The silence was deafening. The distance clicked and hissed and roared between them.

Then, in a miraculous, gentle voice—a broken voice—Susan answered, “You’d do that for Sam?”

“And for you, too. Please.”

“After all we’ve—” Susan Roche broke off.

“It isn’t me doing this,” Abby answered very quietly. “I couldn’t.”

“Oh, please.” The voice became a child’s voice, eager, desperate. “Please. Yes. There are so many things—”
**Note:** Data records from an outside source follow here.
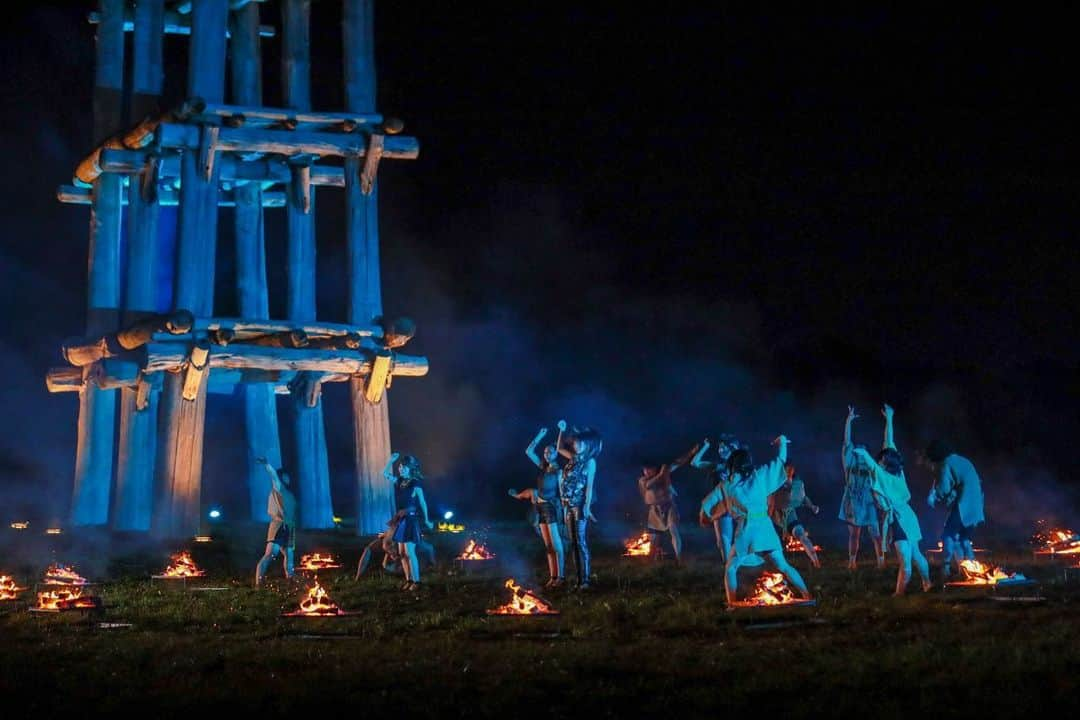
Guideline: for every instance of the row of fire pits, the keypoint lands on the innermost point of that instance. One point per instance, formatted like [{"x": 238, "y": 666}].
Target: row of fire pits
[{"x": 65, "y": 589}]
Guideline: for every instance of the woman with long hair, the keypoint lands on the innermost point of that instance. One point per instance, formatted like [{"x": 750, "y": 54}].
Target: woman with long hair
[{"x": 405, "y": 474}]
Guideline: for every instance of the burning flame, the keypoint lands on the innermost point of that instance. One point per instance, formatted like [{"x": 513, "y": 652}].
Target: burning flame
[
  {"x": 793, "y": 544},
  {"x": 523, "y": 602},
  {"x": 638, "y": 546},
  {"x": 67, "y": 598},
  {"x": 771, "y": 588},
  {"x": 9, "y": 591},
  {"x": 319, "y": 561},
  {"x": 981, "y": 573},
  {"x": 58, "y": 574},
  {"x": 316, "y": 603},
  {"x": 183, "y": 567},
  {"x": 475, "y": 551}
]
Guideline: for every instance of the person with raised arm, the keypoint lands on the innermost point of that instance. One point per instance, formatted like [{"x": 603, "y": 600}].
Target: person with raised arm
[
  {"x": 714, "y": 506},
  {"x": 748, "y": 490},
  {"x": 893, "y": 497},
  {"x": 659, "y": 494},
  {"x": 958, "y": 487},
  {"x": 784, "y": 506},
  {"x": 281, "y": 533},
  {"x": 858, "y": 506},
  {"x": 404, "y": 473},
  {"x": 544, "y": 501},
  {"x": 577, "y": 493}
]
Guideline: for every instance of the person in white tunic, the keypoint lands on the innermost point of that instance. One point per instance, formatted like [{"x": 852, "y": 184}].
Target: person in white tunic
[
  {"x": 748, "y": 490},
  {"x": 893, "y": 497}
]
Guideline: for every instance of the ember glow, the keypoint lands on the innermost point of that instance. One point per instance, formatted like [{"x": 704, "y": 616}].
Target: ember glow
[
  {"x": 982, "y": 573},
  {"x": 183, "y": 566},
  {"x": 58, "y": 574},
  {"x": 316, "y": 561},
  {"x": 523, "y": 602},
  {"x": 639, "y": 546},
  {"x": 475, "y": 551},
  {"x": 68, "y": 598},
  {"x": 9, "y": 591},
  {"x": 316, "y": 603}
]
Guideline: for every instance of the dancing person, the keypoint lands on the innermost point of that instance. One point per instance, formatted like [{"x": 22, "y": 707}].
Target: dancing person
[
  {"x": 577, "y": 494},
  {"x": 858, "y": 507},
  {"x": 281, "y": 533},
  {"x": 783, "y": 507},
  {"x": 748, "y": 490},
  {"x": 544, "y": 501},
  {"x": 893, "y": 497},
  {"x": 407, "y": 480},
  {"x": 714, "y": 507},
  {"x": 958, "y": 487},
  {"x": 659, "y": 494}
]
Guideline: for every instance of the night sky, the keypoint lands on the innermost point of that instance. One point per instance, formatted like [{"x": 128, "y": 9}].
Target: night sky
[{"x": 664, "y": 225}]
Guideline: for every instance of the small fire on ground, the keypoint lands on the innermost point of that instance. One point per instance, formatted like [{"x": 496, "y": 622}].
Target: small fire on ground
[
  {"x": 983, "y": 573},
  {"x": 66, "y": 598},
  {"x": 59, "y": 574},
  {"x": 181, "y": 567},
  {"x": 316, "y": 561},
  {"x": 793, "y": 544},
  {"x": 316, "y": 603},
  {"x": 523, "y": 602},
  {"x": 9, "y": 589},
  {"x": 639, "y": 546},
  {"x": 475, "y": 551}
]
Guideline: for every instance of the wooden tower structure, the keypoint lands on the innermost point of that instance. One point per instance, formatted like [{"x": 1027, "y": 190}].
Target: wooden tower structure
[{"x": 153, "y": 348}]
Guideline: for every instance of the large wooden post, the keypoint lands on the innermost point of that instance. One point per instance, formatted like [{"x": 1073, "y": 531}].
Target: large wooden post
[
  {"x": 370, "y": 420},
  {"x": 93, "y": 465},
  {"x": 179, "y": 461},
  {"x": 312, "y": 467},
  {"x": 260, "y": 405},
  {"x": 133, "y": 506}
]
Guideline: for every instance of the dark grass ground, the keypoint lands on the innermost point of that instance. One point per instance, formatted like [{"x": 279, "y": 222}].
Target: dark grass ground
[{"x": 650, "y": 639}]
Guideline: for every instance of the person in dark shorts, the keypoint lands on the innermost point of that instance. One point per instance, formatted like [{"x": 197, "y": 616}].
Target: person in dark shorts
[{"x": 281, "y": 533}]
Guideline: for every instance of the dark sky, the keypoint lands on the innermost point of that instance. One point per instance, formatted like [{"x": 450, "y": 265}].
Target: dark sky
[{"x": 666, "y": 225}]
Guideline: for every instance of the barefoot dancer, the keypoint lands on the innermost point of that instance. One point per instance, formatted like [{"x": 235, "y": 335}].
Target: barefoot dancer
[
  {"x": 408, "y": 498},
  {"x": 783, "y": 507},
  {"x": 545, "y": 502},
  {"x": 748, "y": 489},
  {"x": 858, "y": 507},
  {"x": 281, "y": 534},
  {"x": 659, "y": 496},
  {"x": 890, "y": 488},
  {"x": 576, "y": 491}
]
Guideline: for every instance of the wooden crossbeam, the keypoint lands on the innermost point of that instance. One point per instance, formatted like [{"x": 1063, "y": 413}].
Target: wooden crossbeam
[{"x": 286, "y": 143}]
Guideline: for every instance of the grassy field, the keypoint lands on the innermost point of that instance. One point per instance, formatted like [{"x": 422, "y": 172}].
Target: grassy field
[{"x": 650, "y": 639}]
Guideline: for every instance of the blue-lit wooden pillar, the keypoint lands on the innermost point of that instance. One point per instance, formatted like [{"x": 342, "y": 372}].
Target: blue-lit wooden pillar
[
  {"x": 180, "y": 438},
  {"x": 260, "y": 408},
  {"x": 93, "y": 465},
  {"x": 312, "y": 469},
  {"x": 133, "y": 506},
  {"x": 370, "y": 421}
]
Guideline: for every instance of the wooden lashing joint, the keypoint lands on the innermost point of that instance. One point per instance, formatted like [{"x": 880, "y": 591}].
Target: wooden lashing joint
[
  {"x": 379, "y": 379},
  {"x": 300, "y": 185},
  {"x": 197, "y": 367},
  {"x": 149, "y": 178},
  {"x": 207, "y": 148},
  {"x": 372, "y": 163}
]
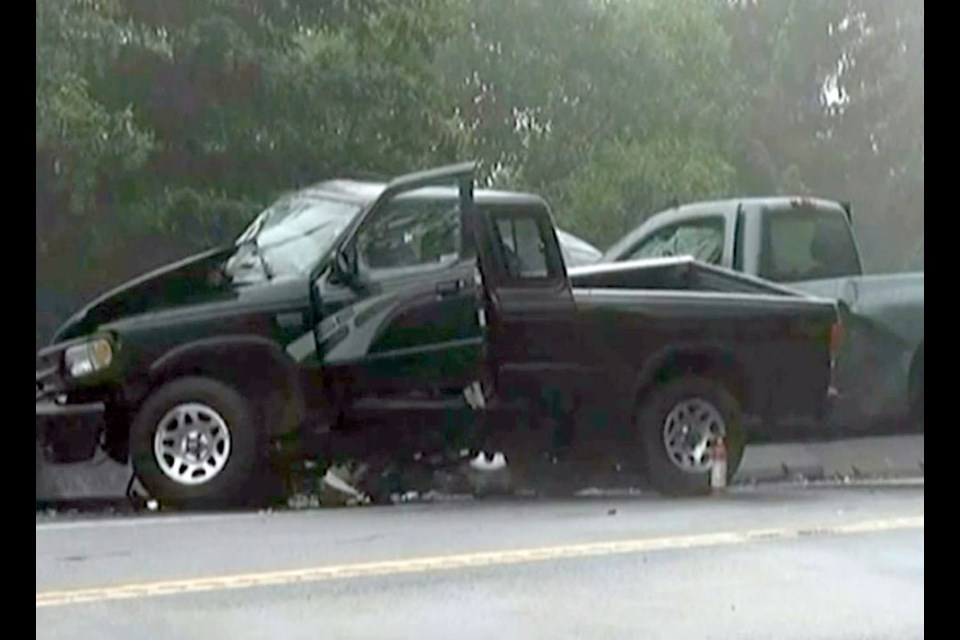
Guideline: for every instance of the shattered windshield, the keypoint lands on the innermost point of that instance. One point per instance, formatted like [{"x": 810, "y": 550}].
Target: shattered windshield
[{"x": 293, "y": 233}]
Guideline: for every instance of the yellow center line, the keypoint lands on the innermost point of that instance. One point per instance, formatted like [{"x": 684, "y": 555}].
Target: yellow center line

“Okay,” Abby said. “Okay.”

Over the miles, two women clasped their hearts together before God. One who’d believed in her marriage once and who’d had
her trust torn away, the other who’d thought for nine years she might not ever be worthy to be prayed for. And God gave Abby
the words to speak, because they were not in her own heart.

David walked into his office and found Abby waiting for him. She stood beside his desk with the photograph of their family
in her hand.

She set it down fast. The gold frame toppled and fell flat with a metallic smack on the desktop.

“Hello, Abby,” he said as he stood the picture up again, with an odd twist in his gut because he’d caught her looking. “Amazing
how times change, isn’t it?” And he looked at it, too.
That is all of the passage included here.